The government will stick to its original timetable for lifting lockdown restrictions even though the vaccine rollout is on track to exceed the government’s own modelling assumptions, Downing Street has confirmed.

When Boris Johnson announced his long-awaited “roadmap” in February, many FactCheck readers asked us: why is it taking so long?

As we reported last month, scientists told ministers that moving too quickly could trigger a third wave of infections with more deaths and hospitalisations than we saw in January.

In a key paper presented to the SPI-M advisory group on 17 February, experts modelled what could happen if we eased restrictions at different speeds.

As we’d expect with this kind of analysis, the models made certain assumptions, including about the speed of the vaccine rollout, how many people would take up the offer, and how effective the jabs would be.

The rollout speed assumptions were “based on two scenarios, provided by the Cabinet Office, that may not reflect the situation most likely to occur”, the scientists wrote.

In the more optimistic of the two routes, we’d reach 4 million jabs per week by 25 April and sustain a level just below that through May. (The scenarios only differed on their assumptions of what would happen after that).

A lot has changed since that paper was produced. It now looks like we’re going to meet – and perhaps even pass – the 4 million threshold much earlier than those models assumed.

On 2 March, NHS England bosses wrote to regional directors to say that vaccine supply would “increase substantially” from 11 March and be “sustained at a higher level for several weeks”.

They said services should plan to deliver “around twice the level of vaccine available in the week of 1 March”. Assuming that doubling applies in all four nations, that works out at about 4.2 million jabs across the UK.

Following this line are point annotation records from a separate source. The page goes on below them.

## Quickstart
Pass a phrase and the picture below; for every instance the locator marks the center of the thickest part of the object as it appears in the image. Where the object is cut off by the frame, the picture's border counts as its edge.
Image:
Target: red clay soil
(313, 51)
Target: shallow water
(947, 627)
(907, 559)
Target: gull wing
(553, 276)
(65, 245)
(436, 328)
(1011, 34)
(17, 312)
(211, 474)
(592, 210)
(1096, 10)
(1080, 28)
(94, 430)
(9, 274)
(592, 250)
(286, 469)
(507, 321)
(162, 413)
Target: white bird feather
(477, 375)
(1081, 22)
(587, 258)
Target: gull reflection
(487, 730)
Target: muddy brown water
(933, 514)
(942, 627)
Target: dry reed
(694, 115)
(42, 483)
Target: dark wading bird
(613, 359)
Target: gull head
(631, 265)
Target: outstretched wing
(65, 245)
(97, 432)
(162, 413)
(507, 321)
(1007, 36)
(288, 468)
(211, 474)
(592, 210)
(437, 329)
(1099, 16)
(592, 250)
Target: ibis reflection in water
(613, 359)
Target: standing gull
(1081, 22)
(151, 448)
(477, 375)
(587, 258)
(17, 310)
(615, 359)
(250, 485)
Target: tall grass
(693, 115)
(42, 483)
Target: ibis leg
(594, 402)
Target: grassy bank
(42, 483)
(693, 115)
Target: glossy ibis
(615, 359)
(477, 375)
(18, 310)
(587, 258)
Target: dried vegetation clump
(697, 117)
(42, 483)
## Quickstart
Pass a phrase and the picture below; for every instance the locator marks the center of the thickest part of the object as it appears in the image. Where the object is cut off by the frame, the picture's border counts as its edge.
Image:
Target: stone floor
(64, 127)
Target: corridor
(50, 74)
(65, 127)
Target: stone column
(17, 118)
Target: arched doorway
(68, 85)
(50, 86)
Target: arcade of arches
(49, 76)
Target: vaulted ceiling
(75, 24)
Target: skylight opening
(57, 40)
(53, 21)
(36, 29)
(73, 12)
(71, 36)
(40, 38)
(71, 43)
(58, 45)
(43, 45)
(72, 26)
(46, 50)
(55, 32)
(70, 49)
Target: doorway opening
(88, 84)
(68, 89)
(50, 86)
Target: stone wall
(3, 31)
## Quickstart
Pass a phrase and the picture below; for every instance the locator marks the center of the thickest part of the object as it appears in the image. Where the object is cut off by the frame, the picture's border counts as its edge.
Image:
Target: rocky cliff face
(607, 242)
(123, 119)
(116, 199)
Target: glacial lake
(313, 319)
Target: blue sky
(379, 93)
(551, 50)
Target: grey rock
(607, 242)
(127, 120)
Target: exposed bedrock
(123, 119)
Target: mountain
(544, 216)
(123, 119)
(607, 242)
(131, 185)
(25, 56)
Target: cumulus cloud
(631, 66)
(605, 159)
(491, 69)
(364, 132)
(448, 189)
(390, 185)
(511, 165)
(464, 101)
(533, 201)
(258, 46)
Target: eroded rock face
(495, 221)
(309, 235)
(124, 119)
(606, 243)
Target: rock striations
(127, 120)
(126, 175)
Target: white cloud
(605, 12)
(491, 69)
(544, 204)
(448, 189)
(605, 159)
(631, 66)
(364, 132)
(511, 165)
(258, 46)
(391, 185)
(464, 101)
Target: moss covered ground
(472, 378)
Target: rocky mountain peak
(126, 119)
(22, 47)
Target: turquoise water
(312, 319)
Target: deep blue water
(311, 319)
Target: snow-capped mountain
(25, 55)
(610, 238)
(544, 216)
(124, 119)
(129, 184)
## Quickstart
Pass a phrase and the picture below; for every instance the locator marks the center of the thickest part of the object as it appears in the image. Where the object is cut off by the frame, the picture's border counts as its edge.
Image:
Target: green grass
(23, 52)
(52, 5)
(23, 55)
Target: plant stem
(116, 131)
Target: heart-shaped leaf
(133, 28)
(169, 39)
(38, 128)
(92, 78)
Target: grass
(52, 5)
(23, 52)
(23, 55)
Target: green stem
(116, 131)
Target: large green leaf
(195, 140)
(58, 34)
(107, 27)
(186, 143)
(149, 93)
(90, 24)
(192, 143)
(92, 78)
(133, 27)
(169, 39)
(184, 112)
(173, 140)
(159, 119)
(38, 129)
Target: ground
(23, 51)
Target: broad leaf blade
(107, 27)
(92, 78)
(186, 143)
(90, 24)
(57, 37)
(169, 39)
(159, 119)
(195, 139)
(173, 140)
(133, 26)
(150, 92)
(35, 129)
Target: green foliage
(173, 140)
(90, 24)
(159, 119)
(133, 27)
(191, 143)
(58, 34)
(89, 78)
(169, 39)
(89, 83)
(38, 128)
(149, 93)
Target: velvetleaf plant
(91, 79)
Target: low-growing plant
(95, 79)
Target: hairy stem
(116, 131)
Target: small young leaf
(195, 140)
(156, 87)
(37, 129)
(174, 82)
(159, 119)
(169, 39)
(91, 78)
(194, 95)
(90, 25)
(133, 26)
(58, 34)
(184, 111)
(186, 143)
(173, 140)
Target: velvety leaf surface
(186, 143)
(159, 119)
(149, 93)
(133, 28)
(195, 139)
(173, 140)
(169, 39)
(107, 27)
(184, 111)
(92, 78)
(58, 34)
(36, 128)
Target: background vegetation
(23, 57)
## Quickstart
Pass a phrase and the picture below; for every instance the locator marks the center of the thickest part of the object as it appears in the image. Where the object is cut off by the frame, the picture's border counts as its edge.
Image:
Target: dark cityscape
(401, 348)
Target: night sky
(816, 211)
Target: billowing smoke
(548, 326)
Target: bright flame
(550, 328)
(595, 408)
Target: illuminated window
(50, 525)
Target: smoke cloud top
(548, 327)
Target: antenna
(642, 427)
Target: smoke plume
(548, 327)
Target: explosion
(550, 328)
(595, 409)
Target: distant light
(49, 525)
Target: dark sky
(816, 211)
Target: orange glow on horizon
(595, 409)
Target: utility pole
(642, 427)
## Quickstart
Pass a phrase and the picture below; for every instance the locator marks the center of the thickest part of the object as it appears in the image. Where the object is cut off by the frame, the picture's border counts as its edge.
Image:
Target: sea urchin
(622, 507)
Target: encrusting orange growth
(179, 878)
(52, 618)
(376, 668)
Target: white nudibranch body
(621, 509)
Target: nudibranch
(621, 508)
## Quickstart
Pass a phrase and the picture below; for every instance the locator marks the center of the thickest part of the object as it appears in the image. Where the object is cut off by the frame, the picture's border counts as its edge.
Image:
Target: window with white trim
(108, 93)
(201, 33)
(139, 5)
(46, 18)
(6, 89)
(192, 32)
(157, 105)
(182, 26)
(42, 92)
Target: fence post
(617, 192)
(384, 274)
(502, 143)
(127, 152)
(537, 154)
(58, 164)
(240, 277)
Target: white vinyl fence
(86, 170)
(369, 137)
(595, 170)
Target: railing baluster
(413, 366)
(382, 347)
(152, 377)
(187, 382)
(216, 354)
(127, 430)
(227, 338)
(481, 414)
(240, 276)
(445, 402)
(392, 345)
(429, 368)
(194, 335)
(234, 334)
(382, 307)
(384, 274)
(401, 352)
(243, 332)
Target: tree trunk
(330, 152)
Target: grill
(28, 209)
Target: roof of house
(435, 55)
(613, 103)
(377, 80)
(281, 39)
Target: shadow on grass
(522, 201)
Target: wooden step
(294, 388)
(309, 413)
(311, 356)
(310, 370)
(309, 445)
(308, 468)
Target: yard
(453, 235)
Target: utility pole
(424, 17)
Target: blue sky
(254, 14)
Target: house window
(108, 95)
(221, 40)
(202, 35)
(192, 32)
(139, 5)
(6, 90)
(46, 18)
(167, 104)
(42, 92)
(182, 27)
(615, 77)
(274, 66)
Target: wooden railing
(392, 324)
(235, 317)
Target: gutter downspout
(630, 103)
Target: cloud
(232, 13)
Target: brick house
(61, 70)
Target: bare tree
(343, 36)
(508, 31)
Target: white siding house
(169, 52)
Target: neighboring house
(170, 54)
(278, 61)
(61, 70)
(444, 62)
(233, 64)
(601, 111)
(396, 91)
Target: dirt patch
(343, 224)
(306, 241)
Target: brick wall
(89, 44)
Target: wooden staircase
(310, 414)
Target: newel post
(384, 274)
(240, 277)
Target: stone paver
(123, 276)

It was reported yesterday that NHS sources expect vaccinations to top 4 million this week.

That’s about six weeks earlier than was assumed in the SPI-M models on 17 February.

And it’s not just the number of jabs that’s going better than expected. There’s also some evidence that they’re more effective against infection and serious disease than was assumed in the SPI-M paper.

We put all this to the government. A spokesperson told us: “Having taken advice from our medical and scientific experts the dates set out in the roadmap are the earliest that any changes will take place.

“There will be a minimum of five weeks between each step, four weeks for the data to reflect changes in restrictions then followed by seven days’ notice of the restrictions to be eased”.